Trust is the foundation of family happiness. It matters even more than love. If a woman says, "I don't trust my husband, what should I do?" a psychologist's advice will help shed light on the situation.

  1. Don't confuse trust with unwarranted hope. If a man does not correspond to a fictional female mind, it is worth reconsidering your attitude to the situation. Accept your beloved with all the flaws, do not be afraid to trust him with hopes and dreams.
  2. If you don't trust your husband, what to do? Don't rate your partner on your own. Many ladies in vain consciously look for vices in the chosen one, to which they themselves are prone: lies, anger, betrayal, secret conspiracies. If you are capable of betrayal, this does not mean at all that your beloved will also cheat.

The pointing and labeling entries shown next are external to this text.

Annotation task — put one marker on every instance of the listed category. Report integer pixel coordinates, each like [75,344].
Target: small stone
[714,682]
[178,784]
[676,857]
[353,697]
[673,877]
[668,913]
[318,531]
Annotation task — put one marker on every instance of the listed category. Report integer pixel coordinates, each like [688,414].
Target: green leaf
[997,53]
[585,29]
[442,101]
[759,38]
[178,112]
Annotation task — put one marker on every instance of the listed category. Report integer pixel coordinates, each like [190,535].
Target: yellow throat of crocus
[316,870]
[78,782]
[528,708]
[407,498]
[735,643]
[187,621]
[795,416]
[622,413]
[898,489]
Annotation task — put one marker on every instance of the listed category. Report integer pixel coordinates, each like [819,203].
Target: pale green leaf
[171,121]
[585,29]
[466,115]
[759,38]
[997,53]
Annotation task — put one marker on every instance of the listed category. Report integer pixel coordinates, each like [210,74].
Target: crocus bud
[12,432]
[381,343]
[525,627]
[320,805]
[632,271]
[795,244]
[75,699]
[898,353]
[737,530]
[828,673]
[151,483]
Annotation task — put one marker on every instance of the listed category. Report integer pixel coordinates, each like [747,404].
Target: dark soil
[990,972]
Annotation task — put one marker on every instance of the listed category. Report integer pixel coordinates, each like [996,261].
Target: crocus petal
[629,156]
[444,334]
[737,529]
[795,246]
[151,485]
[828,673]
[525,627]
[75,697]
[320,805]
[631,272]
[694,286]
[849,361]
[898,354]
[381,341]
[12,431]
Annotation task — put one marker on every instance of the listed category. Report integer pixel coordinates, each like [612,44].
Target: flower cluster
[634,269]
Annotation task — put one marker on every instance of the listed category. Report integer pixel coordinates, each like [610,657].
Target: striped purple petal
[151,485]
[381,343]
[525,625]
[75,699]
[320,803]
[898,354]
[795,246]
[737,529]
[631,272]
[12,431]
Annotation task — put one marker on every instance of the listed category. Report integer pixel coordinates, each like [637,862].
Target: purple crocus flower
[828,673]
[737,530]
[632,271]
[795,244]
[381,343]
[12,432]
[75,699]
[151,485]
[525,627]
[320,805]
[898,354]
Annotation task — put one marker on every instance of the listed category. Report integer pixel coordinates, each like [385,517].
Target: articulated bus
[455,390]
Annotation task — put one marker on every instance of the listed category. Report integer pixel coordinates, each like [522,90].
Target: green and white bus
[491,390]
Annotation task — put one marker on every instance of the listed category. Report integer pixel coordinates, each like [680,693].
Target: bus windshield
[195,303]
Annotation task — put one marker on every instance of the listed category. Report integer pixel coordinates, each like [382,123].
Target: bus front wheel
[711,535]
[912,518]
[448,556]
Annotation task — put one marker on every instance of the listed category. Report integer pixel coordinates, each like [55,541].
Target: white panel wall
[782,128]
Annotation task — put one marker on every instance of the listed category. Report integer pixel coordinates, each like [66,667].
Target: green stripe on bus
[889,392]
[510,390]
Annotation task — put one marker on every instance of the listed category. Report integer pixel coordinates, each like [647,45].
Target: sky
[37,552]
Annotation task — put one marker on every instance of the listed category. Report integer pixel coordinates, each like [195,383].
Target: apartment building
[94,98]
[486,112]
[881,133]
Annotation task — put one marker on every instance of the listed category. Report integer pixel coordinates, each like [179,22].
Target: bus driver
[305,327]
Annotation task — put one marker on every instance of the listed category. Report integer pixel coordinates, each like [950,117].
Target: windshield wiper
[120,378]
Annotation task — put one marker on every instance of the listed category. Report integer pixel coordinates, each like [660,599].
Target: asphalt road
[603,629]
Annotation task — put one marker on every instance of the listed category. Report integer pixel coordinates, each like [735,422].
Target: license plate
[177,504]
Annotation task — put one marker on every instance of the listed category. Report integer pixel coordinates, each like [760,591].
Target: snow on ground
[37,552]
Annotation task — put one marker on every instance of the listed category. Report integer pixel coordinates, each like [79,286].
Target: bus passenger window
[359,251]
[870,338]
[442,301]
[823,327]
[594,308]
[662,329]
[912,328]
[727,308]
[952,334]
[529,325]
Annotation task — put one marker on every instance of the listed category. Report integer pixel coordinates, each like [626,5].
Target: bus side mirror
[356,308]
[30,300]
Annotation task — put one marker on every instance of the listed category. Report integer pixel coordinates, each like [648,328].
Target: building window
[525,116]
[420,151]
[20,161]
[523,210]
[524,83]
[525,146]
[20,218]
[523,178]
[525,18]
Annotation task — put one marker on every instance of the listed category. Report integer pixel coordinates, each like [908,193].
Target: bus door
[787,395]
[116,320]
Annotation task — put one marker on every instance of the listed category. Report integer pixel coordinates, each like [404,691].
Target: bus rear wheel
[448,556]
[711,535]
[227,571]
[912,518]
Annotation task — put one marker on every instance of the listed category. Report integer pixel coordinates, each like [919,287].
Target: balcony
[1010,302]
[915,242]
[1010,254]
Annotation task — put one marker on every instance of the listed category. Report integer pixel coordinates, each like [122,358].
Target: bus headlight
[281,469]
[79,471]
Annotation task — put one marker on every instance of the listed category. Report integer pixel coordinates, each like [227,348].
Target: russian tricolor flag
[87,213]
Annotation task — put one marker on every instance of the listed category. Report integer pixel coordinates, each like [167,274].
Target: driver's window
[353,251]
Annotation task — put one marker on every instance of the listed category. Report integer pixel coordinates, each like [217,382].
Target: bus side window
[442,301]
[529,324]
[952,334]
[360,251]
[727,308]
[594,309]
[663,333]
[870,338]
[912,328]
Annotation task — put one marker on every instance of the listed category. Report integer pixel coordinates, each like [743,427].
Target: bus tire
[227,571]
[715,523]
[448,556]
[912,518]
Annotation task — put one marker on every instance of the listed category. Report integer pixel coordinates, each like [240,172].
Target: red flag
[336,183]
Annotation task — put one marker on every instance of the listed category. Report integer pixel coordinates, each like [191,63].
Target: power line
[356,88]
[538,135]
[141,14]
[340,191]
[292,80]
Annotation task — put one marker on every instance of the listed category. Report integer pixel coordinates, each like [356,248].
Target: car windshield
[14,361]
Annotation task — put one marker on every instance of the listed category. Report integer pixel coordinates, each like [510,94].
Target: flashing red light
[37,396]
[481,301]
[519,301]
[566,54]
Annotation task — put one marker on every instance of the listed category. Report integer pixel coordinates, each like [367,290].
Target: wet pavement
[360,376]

  3. Build your self-esteem. If a woman has an underestimated sense of her own worth, she believes she deserves to be betrayed and deceived. This provokes the young lady to look for a dirty trick in others and constantly expect betrayal. To get out of a pathological situation, you should work a lot on yourself and try to break out of the vicious circle.

After betrayal, deception, betrayal, the girl has numerous hidden fears. It is very difficult to believe the person who has betrayed again, and it is even more difficult not to transfer this negative to a new relationship. Only constant work on herself will help a woman find comfort and tranquility. Remember that life is too short to be wasted on reproaches and suspicions. Learn to enjoy every moment with your loved one, be positive and he never wants to shake your trust.